Targeted inhibition of tumor survival, metastasis and angiogenesis by Acacia ferruginea mediated regulation of VEGF, inflammatory mediators, cytokine profile and inhibition of transcription factor activation.

Acacia ferruginea extract (AFE) was studied for anti-metastasis/-angiogenesis activity against B16F-10 melanoma cells in C57BL/6 mice. In vitro cytotoxicity of AFE was first screened using MTT assay and it was shown to inhibit B16F-10 cells with IC50 value of 52.94 μg/ml. Anti-metastatic activity of AFE in vivo revealed administration of AFE (10 mg/kg.b.wt) in three different regimens has shown reduced metastatic colony formation in lungs and prolonged survival in metastatic tumor-bearing hosts. Biochemical analysis shown that treatment with AFE significantly reduced the lung collagen hydroxyproline, hexosamine, uronic acid, sialic acid and gamma-glutamyl transpeptidase content.
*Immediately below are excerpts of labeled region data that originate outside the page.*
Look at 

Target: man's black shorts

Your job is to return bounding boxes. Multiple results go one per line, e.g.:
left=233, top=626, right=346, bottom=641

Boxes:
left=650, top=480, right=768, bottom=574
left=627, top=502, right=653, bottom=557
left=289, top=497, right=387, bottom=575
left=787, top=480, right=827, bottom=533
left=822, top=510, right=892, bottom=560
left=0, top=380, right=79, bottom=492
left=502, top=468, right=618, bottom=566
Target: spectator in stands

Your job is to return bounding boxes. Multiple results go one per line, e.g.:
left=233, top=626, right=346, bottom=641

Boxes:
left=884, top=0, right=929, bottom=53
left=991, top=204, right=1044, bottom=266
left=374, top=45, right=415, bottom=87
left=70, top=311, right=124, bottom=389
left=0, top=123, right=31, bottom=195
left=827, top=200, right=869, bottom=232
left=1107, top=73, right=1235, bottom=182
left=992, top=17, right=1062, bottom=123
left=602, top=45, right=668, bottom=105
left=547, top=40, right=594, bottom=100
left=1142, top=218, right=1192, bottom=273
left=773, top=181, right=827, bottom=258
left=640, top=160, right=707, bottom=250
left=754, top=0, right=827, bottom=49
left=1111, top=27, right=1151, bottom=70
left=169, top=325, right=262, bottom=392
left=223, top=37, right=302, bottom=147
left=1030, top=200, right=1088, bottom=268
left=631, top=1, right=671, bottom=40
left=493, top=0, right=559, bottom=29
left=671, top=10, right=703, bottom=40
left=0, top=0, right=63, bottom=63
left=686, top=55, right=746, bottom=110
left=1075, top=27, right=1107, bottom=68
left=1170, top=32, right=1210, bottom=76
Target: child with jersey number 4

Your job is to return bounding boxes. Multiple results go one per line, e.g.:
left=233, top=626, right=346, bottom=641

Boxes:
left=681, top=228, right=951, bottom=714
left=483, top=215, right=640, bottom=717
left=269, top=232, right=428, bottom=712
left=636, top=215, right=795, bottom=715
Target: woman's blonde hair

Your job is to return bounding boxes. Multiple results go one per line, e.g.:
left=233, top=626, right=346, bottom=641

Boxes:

Administration of AFE significantly inhibited the iNOS and COX-2 level, diminished the infiltration of neoplastic cells and subsequently reduced the number of p53 and Bcl-2 positive immunoreactive cells as evidenced by histological and immunohistochemistry analysis. In addition, we found that, AFE significantly decreased the level of pro-inflammatory cytokines interleukin-1β, IL-6, TNF-α and suppressed the nuclear factor kappa B (NF-κB) activation. Furthermore, angiogenesis studies shown significant reduction in number of tumor directed capillaries, regulating cytokines and vascular endothelial growth factor (VEGF). Our present results suggests that AFE could be a promising candidate for developing anti-cancer agents targeting metastasis which helps further to combat melanoma with effective treatment strategy.